Reproducibility Study of "Cooperate or Collapse: Emergence of Sustainable Cooperation in a Society of LLM Agents"
Pedro M. P. Curvo, Mara Dragomir, Salvador Torpes, Mohammadmahdi Rahimi
TL;DR
This reproducibility study confirms GovSim's core claims: only the largest LLMs can sustain sustainable cooperation in resource-sharing games, and universalization generally increases survival time for several models.

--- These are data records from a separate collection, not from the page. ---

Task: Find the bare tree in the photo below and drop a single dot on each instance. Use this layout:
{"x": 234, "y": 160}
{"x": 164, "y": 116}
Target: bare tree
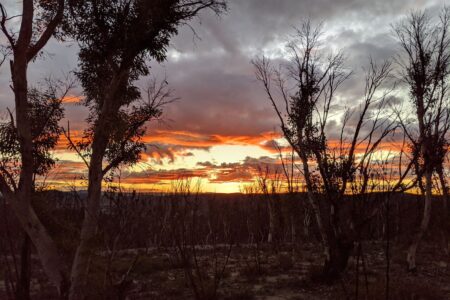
{"x": 117, "y": 40}
{"x": 425, "y": 64}
{"x": 304, "y": 117}
{"x": 25, "y": 45}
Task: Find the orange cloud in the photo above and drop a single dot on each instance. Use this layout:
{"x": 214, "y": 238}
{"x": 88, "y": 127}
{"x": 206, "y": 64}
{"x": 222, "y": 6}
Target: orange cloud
{"x": 72, "y": 99}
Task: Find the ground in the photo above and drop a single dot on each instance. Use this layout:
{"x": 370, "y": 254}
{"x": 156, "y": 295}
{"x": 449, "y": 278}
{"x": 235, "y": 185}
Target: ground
{"x": 285, "y": 273}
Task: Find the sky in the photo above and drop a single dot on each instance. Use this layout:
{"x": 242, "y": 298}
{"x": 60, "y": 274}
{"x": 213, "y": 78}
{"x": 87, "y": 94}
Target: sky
{"x": 223, "y": 126}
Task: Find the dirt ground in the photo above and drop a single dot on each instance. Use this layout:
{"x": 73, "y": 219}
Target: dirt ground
{"x": 266, "y": 273}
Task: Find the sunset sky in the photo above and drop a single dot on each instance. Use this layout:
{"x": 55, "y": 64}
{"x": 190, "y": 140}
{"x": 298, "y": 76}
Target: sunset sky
{"x": 223, "y": 127}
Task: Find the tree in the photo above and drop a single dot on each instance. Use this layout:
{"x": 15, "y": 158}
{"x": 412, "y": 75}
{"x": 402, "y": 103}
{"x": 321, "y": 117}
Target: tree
{"x": 425, "y": 65}
{"x": 37, "y": 26}
{"x": 117, "y": 39}
{"x": 315, "y": 78}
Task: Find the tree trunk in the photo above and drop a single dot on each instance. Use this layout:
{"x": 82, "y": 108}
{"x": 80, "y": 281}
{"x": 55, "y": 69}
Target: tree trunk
{"x": 21, "y": 201}
{"x": 80, "y": 266}
{"x": 46, "y": 249}
{"x": 444, "y": 215}
{"x": 411, "y": 255}
{"x": 23, "y": 286}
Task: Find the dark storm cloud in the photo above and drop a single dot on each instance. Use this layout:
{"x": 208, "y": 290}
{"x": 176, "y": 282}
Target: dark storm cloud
{"x": 212, "y": 74}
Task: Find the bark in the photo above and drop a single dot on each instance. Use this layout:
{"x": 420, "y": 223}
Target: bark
{"x": 46, "y": 249}
{"x": 80, "y": 265}
{"x": 23, "y": 286}
{"x": 21, "y": 202}
{"x": 411, "y": 255}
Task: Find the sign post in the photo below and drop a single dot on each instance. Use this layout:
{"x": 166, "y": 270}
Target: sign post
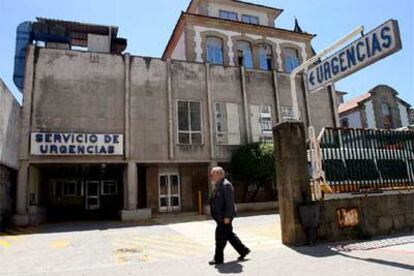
{"x": 368, "y": 49}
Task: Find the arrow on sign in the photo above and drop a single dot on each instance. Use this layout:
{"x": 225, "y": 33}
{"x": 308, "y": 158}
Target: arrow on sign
{"x": 311, "y": 78}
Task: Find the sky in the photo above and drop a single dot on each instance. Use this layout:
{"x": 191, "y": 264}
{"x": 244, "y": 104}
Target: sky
{"x": 148, "y": 25}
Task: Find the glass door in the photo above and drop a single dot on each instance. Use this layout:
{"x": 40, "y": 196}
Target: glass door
{"x": 169, "y": 193}
{"x": 92, "y": 195}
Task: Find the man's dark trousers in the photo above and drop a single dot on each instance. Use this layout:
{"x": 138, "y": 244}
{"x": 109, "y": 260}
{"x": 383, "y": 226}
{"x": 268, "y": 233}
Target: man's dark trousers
{"x": 224, "y": 233}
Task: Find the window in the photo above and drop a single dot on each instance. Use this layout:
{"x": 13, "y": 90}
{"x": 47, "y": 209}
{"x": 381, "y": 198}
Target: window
{"x": 227, "y": 123}
{"x": 266, "y": 120}
{"x": 265, "y": 57}
{"x": 228, "y": 15}
{"x": 392, "y": 169}
{"x": 69, "y": 188}
{"x": 250, "y": 19}
{"x": 109, "y": 187}
{"x": 363, "y": 169}
{"x": 244, "y": 52}
{"x": 287, "y": 113}
{"x": 345, "y": 123}
{"x": 214, "y": 50}
{"x": 387, "y": 116}
{"x": 291, "y": 59}
{"x": 189, "y": 122}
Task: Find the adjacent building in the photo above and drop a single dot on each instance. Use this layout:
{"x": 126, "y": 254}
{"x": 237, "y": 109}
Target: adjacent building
{"x": 378, "y": 108}
{"x": 9, "y": 145}
{"x": 108, "y": 134}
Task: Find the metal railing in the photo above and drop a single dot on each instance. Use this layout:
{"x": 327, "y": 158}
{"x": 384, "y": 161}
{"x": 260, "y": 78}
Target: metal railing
{"x": 362, "y": 160}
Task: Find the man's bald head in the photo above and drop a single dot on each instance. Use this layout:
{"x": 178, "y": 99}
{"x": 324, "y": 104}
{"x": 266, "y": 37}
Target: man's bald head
{"x": 217, "y": 174}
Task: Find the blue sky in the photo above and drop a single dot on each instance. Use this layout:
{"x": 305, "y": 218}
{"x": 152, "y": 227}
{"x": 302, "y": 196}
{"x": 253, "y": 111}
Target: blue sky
{"x": 148, "y": 25}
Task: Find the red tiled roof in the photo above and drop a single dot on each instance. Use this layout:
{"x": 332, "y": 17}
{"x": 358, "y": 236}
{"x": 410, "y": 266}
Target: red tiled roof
{"x": 353, "y": 103}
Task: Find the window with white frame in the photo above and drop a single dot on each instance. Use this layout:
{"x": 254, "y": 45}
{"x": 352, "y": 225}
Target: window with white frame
{"x": 286, "y": 113}
{"x": 265, "y": 57}
{"x": 228, "y": 15}
{"x": 246, "y": 18}
{"x": 266, "y": 123}
{"x": 227, "y": 123}
{"x": 266, "y": 120}
{"x": 214, "y": 49}
{"x": 245, "y": 56}
{"x": 189, "y": 123}
{"x": 291, "y": 59}
{"x": 109, "y": 187}
{"x": 69, "y": 188}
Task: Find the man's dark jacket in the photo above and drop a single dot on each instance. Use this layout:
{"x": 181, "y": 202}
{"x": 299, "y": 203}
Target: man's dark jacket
{"x": 222, "y": 203}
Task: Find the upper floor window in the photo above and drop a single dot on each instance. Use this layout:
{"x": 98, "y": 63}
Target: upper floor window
{"x": 214, "y": 50}
{"x": 387, "y": 116}
{"x": 244, "y": 54}
{"x": 291, "y": 59}
{"x": 345, "y": 123}
{"x": 265, "y": 57}
{"x": 266, "y": 120}
{"x": 189, "y": 123}
{"x": 250, "y": 19}
{"x": 228, "y": 15}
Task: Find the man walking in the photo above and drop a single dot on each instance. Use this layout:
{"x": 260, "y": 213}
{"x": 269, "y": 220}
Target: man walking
{"x": 223, "y": 211}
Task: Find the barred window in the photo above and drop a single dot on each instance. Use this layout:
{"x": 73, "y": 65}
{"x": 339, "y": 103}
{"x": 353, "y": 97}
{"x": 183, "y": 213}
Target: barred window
{"x": 189, "y": 122}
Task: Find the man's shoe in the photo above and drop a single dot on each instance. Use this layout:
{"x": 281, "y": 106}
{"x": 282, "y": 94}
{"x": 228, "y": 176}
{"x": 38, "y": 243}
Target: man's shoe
{"x": 242, "y": 256}
{"x": 214, "y": 262}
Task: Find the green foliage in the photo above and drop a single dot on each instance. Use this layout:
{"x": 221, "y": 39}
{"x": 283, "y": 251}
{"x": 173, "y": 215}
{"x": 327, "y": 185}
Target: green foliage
{"x": 254, "y": 163}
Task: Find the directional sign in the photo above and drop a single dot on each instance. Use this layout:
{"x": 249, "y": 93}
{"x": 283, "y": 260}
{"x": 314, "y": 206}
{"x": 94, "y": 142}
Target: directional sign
{"x": 375, "y": 45}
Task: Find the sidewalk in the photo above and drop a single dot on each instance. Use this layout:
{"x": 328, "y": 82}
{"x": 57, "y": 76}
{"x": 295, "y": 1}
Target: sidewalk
{"x": 184, "y": 248}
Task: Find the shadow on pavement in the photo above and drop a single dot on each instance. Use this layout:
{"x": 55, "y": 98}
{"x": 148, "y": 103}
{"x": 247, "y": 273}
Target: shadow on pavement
{"x": 321, "y": 251}
{"x": 233, "y": 267}
{"x": 75, "y": 226}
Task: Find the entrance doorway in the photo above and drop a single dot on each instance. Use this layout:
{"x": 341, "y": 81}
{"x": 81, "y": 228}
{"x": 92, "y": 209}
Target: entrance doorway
{"x": 169, "y": 193}
{"x": 92, "y": 195}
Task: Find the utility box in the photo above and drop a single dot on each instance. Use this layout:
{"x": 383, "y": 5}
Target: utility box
{"x": 99, "y": 43}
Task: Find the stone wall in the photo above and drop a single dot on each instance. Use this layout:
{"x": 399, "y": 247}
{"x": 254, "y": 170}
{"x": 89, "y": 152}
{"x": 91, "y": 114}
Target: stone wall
{"x": 378, "y": 215}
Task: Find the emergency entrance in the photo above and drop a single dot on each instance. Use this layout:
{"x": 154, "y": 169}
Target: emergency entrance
{"x": 84, "y": 191}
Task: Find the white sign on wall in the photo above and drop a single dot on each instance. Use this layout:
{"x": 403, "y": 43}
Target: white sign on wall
{"x": 76, "y": 144}
{"x": 377, "y": 44}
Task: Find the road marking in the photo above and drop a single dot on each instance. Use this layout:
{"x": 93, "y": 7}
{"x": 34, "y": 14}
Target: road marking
{"x": 58, "y": 244}
{"x": 5, "y": 244}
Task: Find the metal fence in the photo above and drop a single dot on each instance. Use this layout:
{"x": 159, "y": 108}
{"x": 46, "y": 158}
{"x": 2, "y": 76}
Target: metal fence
{"x": 363, "y": 160}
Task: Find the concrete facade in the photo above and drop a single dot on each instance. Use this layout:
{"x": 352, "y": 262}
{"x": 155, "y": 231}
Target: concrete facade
{"x": 367, "y": 110}
{"x": 9, "y": 147}
{"x": 137, "y": 97}
{"x": 378, "y": 216}
{"x": 165, "y": 159}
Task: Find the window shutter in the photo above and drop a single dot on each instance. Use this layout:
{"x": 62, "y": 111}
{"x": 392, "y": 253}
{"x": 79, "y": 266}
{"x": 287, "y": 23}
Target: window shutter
{"x": 233, "y": 123}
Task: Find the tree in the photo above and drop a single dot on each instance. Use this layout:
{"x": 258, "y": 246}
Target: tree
{"x": 254, "y": 164}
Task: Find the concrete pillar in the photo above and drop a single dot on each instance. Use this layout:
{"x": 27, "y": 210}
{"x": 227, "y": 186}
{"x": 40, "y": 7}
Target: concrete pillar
{"x": 22, "y": 216}
{"x": 22, "y": 180}
{"x": 277, "y": 97}
{"x": 292, "y": 178}
{"x": 170, "y": 111}
{"x": 210, "y": 113}
{"x": 132, "y": 176}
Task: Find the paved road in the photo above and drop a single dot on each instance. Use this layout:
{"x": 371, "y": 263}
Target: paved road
{"x": 165, "y": 247}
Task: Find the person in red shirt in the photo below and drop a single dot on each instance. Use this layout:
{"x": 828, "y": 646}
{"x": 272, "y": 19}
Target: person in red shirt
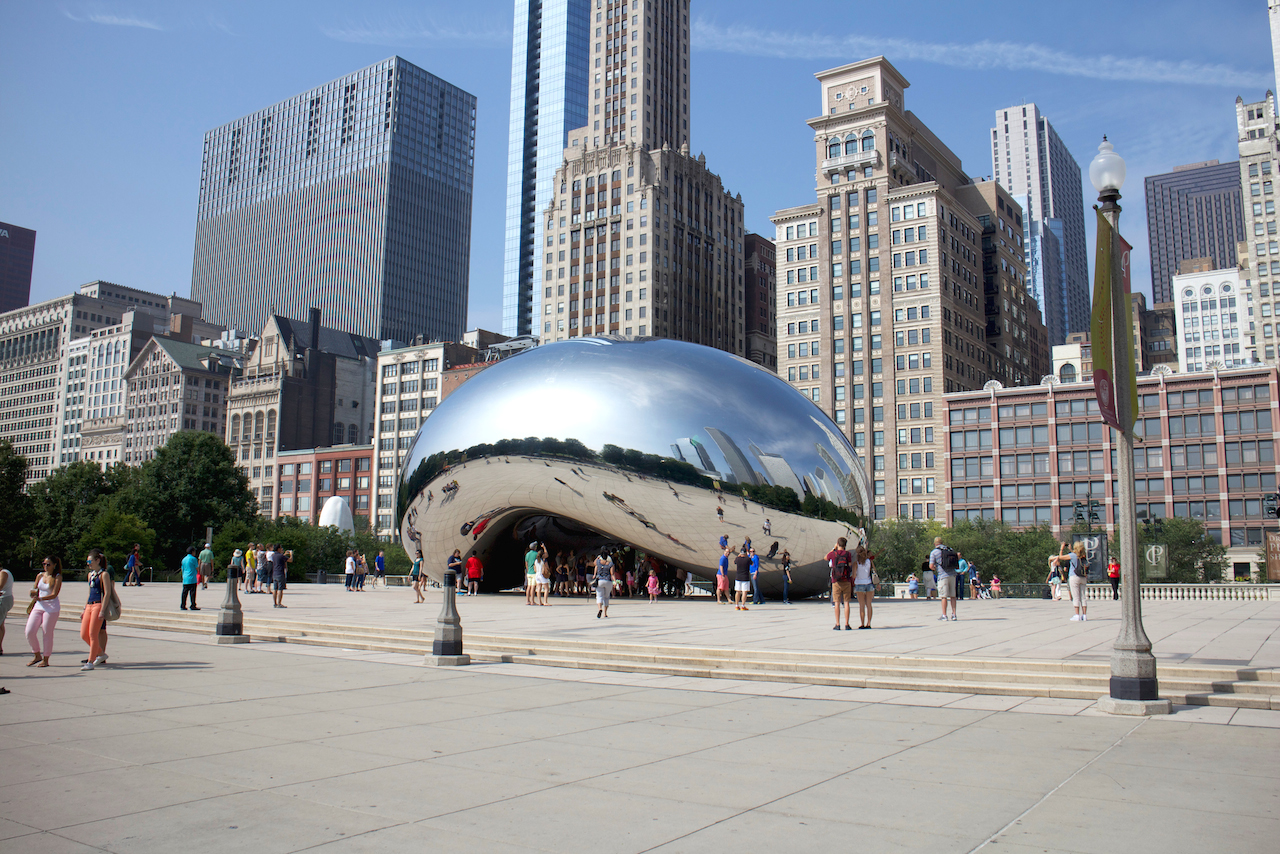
{"x": 475, "y": 571}
{"x": 841, "y": 563}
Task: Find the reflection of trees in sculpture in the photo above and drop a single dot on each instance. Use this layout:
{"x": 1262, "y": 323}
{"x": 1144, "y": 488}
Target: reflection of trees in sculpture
{"x": 782, "y": 498}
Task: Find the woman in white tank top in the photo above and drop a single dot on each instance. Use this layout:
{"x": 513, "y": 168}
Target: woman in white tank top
{"x": 44, "y": 612}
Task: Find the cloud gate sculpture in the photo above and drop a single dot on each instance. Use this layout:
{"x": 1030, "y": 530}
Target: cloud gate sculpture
{"x": 632, "y": 444}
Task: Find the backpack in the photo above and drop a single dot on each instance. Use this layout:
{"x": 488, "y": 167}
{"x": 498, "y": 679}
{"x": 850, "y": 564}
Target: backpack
{"x": 842, "y": 566}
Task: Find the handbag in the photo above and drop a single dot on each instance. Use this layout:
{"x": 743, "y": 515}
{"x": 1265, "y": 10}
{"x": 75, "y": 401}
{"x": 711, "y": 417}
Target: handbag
{"x": 112, "y": 608}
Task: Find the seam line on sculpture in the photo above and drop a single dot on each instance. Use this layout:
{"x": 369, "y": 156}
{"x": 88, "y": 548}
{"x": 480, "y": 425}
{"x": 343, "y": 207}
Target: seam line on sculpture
{"x": 1048, "y": 794}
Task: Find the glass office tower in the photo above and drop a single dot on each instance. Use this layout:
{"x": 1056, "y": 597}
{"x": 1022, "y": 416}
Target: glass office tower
{"x": 549, "y": 68}
{"x": 353, "y": 197}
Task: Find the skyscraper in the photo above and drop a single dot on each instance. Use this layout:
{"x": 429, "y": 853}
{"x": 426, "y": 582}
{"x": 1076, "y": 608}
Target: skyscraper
{"x": 641, "y": 238}
{"x": 1192, "y": 211}
{"x": 1033, "y": 164}
{"x": 549, "y": 63}
{"x": 353, "y": 197}
{"x": 17, "y": 255}
{"x": 901, "y": 281}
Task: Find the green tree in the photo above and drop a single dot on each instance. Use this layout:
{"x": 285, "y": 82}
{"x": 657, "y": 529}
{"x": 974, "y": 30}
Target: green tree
{"x": 115, "y": 533}
{"x": 13, "y": 478}
{"x": 64, "y": 506}
{"x": 1193, "y": 556}
{"x": 191, "y": 483}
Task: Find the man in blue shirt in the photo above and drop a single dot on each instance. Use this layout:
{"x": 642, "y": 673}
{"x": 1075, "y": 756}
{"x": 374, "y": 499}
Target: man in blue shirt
{"x": 755, "y": 584}
{"x": 190, "y": 570}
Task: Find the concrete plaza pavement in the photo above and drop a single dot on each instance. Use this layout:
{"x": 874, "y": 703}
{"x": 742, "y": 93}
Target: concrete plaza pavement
{"x": 178, "y": 743}
{"x": 1234, "y": 634}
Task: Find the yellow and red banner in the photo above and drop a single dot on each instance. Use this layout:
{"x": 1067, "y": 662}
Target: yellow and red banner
{"x": 1101, "y": 332}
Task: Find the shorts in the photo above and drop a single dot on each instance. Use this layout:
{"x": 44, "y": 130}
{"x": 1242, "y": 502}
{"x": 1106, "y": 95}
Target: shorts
{"x": 1079, "y": 585}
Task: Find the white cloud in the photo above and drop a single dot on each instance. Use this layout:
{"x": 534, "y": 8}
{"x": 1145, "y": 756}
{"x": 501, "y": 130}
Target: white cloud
{"x": 976, "y": 56}
{"x": 412, "y": 32}
{"x": 110, "y": 19}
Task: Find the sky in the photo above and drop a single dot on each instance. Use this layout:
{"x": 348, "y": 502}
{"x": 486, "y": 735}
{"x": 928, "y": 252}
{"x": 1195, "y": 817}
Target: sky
{"x": 105, "y": 104}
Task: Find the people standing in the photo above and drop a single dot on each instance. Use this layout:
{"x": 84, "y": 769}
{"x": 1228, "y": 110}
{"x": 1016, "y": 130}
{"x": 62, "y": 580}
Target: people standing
{"x": 5, "y": 601}
{"x": 279, "y": 575}
{"x": 841, "y": 563}
{"x": 132, "y": 567}
{"x": 1078, "y": 581}
{"x": 864, "y": 587}
{"x": 755, "y": 578}
{"x": 415, "y": 575}
{"x": 206, "y": 565}
{"x": 531, "y": 574}
{"x": 264, "y": 569}
{"x": 945, "y": 562}
{"x": 44, "y": 611}
{"x": 722, "y": 592}
{"x": 603, "y": 584}
{"x": 190, "y": 578}
{"x": 250, "y": 567}
{"x": 741, "y": 579}
{"x": 92, "y": 616}
{"x": 786, "y": 576}
{"x": 475, "y": 572}
{"x": 544, "y": 576}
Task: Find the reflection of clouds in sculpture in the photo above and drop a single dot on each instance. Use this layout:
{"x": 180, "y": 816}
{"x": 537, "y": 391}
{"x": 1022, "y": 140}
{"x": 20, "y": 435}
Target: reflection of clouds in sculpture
{"x": 677, "y": 416}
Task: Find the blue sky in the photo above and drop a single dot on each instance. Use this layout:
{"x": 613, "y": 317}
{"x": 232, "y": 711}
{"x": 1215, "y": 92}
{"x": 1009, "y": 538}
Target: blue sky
{"x": 105, "y": 104}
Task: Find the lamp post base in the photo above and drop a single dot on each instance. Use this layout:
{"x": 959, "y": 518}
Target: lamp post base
{"x": 1112, "y": 706}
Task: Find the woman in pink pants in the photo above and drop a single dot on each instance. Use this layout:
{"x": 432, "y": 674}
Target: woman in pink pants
{"x": 44, "y": 613}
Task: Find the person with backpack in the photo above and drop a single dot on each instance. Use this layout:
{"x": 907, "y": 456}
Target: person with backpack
{"x": 841, "y": 563}
{"x": 945, "y": 563}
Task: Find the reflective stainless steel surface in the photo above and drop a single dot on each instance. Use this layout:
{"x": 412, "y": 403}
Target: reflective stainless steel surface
{"x": 631, "y": 442}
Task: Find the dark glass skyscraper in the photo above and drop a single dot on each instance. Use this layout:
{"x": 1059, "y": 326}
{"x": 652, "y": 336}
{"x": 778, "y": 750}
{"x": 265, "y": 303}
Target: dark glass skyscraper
{"x": 549, "y": 69}
{"x": 353, "y": 197}
{"x": 1192, "y": 211}
{"x": 17, "y": 255}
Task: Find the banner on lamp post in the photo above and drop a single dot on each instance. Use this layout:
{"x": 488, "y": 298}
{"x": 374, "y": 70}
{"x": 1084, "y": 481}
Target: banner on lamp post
{"x": 1100, "y": 328}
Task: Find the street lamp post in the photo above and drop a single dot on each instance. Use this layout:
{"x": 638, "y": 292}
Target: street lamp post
{"x": 1134, "y": 688}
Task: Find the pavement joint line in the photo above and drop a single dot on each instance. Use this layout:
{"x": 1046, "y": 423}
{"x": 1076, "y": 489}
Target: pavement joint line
{"x": 822, "y": 782}
{"x": 991, "y": 840}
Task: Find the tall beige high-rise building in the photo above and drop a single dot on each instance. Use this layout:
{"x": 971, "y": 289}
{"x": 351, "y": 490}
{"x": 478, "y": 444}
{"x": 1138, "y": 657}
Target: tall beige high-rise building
{"x": 1258, "y": 301}
{"x": 883, "y": 304}
{"x": 641, "y": 238}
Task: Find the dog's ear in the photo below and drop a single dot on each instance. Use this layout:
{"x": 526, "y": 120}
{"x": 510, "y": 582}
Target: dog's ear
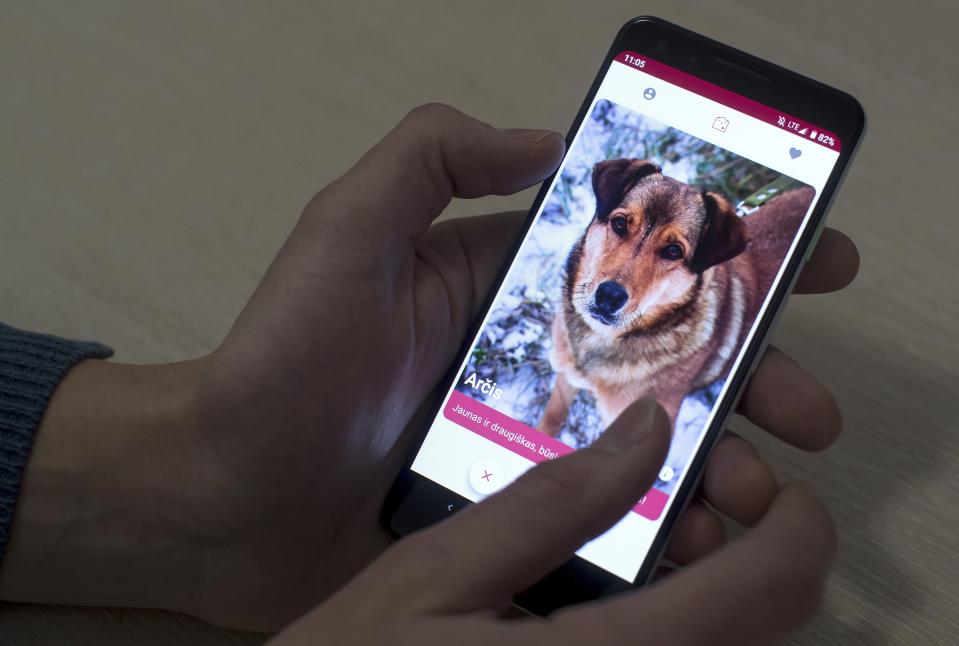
{"x": 724, "y": 235}
{"x": 613, "y": 178}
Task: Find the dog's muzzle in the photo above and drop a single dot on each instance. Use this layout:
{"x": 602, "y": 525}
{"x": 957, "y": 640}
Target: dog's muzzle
{"x": 609, "y": 298}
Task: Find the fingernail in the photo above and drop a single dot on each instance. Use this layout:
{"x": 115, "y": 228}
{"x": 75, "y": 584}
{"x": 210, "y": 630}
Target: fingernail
{"x": 632, "y": 426}
{"x": 530, "y": 135}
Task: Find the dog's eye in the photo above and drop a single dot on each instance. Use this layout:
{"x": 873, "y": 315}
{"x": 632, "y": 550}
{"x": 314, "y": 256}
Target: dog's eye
{"x": 619, "y": 225}
{"x": 672, "y": 251}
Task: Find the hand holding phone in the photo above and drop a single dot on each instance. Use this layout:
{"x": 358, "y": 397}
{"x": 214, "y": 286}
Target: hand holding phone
{"x": 654, "y": 262}
{"x": 452, "y": 582}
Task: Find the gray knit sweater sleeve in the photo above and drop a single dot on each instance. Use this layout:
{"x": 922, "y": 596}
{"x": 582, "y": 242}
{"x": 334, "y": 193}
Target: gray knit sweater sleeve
{"x": 31, "y": 366}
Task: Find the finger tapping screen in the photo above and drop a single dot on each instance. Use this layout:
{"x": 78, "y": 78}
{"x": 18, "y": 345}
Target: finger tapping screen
{"x": 653, "y": 254}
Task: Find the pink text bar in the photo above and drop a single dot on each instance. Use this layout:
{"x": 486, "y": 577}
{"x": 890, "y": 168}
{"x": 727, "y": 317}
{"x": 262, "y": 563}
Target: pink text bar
{"x": 527, "y": 441}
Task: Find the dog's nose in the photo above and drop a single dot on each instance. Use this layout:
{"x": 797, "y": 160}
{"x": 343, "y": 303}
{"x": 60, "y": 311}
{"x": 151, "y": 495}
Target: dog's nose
{"x": 610, "y": 296}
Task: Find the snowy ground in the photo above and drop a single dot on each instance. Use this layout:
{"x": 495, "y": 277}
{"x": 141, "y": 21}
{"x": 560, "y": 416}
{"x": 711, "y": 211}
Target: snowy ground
{"x": 515, "y": 343}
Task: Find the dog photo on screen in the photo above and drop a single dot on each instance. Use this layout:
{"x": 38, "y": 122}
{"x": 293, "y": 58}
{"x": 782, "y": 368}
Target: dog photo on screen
{"x": 643, "y": 275}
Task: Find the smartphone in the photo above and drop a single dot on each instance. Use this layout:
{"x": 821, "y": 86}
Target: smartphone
{"x": 654, "y": 261}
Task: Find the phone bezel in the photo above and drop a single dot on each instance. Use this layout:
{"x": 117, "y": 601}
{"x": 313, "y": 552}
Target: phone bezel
{"x": 415, "y": 501}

It validates the original methodology while extending it with diverse architectures (e.g., DeepSeek-V3, Qwen variants) and new settings (Japanese language prompts, inverse-harm resource, heterogeneous agents). The findings show high-performing models can positively influence weaker agents, suggesting pathways to more efficient multi-agent AI systems, but also raise ethical concerns about manipulation and resource framing. Overall, the work demonstrates GovSim's adaptability across models and languages, providing actionable insights for deploying cooperative AI in complex, resource-constrained environments.
Abstract
This study evaluates and extends the findings made by Piatti et al., who introduced GovSim, a simulation framework designed to assess the cooperative decision-making capabilities of large language models (LLMs) in resource-sharing scenarios. By replicating key experiments, we validate claims regarding the performance of large models, such as GPT-4-turbo, compared to smaller models. The impact of the universalization principle is also examined, with results showing that large models can achieve sustainable cooperation, with or without the principle, while smaller models fail without it. In addition, we provide multiple extensions to explore the applicability of the framework to new settings. We evaluate additional models, such as DeepSeek-V3 and GPT-4o-mini, to test whether cooperative behavior generalizes across different architectures and model sizes. Furthermore, we introduce new settings: we create a heterogeneous multi-agent environment, study a scenario using Japanese instructions, and explore an "inverse environment" where agents must cooperate to mitigate harmful resource distributions. Our results confirm that the benchmark can be applied to new models, scenarios, and languages, offering valuable insights into the adaptability of LLMs in complex cooperative tasks. Moreover, the experiment involving heterogeneous multi-agent systems demonstrates that high-performing models can influence lower-performing ones to adopt similar behaviors. This finding has significant implications for other agent-based applications, potentially enabling more efficient use of computational resources and contributing to the development of more effective cooperative AI systems.